Documentation in Data/Analytics Project: An underestimated ally!
Documentation is something that gets misunderstood a lot IMO.
Sharing my thoughts on the topic (applies to Data and beyond)
Its Objective: Context & Clarity
In more details, you want to make sure that the future readers/users (yourself included!) of the model/transformations/query/code/etc will understand what has been done without the need to come back to you and ask you to understand why and what you did before.
Its Flavours: More diverse that what we might think
A couple of ones I consciously consider:
- Code -> Your code should be as self-explanatory as possible. Write clear simple code, not a clever one!
- Naming -> helpful intuitive naming (for files, datasets, data models, columns…)
- Comments -> Additional comments in the code (if a comment is confusing or too complex/long, it backfires)
- Testing -> Testing helps the user understand the structure and data of the model (like uniqueness testing help understanding the granularity)

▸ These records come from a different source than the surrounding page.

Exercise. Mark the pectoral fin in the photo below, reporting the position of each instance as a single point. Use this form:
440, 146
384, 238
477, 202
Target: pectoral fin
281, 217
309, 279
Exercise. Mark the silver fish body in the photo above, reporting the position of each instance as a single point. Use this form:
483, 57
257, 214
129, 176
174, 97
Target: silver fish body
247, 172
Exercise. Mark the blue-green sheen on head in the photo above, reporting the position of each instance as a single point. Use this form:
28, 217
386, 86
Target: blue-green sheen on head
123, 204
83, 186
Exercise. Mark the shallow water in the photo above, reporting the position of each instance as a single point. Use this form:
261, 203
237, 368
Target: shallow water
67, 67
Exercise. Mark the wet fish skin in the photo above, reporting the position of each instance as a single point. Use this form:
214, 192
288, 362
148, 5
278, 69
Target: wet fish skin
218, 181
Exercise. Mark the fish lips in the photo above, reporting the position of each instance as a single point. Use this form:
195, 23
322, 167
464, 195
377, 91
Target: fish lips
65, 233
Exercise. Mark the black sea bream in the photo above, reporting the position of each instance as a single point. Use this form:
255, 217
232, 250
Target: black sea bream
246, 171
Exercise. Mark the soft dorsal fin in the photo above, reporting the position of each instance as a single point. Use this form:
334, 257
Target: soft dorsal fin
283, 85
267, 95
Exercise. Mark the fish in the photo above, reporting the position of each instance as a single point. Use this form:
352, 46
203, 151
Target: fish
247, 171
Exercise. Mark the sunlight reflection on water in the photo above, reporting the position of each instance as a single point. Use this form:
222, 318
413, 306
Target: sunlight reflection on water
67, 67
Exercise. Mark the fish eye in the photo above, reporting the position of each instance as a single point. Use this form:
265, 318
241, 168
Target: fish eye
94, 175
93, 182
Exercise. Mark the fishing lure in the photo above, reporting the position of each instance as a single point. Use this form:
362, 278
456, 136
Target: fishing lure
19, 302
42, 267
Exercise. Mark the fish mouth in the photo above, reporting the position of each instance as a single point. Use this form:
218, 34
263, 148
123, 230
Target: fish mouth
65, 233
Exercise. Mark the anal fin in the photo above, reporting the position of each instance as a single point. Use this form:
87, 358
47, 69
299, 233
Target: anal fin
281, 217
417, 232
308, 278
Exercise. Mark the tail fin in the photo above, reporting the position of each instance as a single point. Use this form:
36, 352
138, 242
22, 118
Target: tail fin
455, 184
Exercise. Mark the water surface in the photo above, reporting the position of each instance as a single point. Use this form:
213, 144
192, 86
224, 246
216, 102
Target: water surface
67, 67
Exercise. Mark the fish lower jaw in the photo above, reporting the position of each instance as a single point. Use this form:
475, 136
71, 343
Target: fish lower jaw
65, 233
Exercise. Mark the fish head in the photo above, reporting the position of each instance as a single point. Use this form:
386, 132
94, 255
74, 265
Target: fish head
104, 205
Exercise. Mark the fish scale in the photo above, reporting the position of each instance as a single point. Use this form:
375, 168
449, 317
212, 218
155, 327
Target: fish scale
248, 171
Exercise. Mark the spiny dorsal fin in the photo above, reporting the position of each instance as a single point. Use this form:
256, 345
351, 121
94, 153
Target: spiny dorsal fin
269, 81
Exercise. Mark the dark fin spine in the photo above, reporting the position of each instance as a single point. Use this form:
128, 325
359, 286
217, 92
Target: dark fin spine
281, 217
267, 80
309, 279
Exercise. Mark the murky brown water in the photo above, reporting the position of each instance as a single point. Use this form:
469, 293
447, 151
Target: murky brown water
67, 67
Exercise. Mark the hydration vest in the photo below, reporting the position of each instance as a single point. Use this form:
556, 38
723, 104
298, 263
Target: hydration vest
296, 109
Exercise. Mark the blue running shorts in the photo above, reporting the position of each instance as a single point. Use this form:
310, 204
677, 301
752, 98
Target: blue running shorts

- Documentation files in codebase (as needed) -> if the naming makes things self-explanatory, this becomes the place for more context, like business context
- Documentation outside codebase (like in confluence) -> Mostly for more complex contextual subjects like documenting the business use case of an ML model, reporting pipeline, architecture, complex data source, etc…
Ultimately, one needs to I ask oneself:
Will the next reader face friction with what I am creating ?
If the answer is yes, simplify further and document better!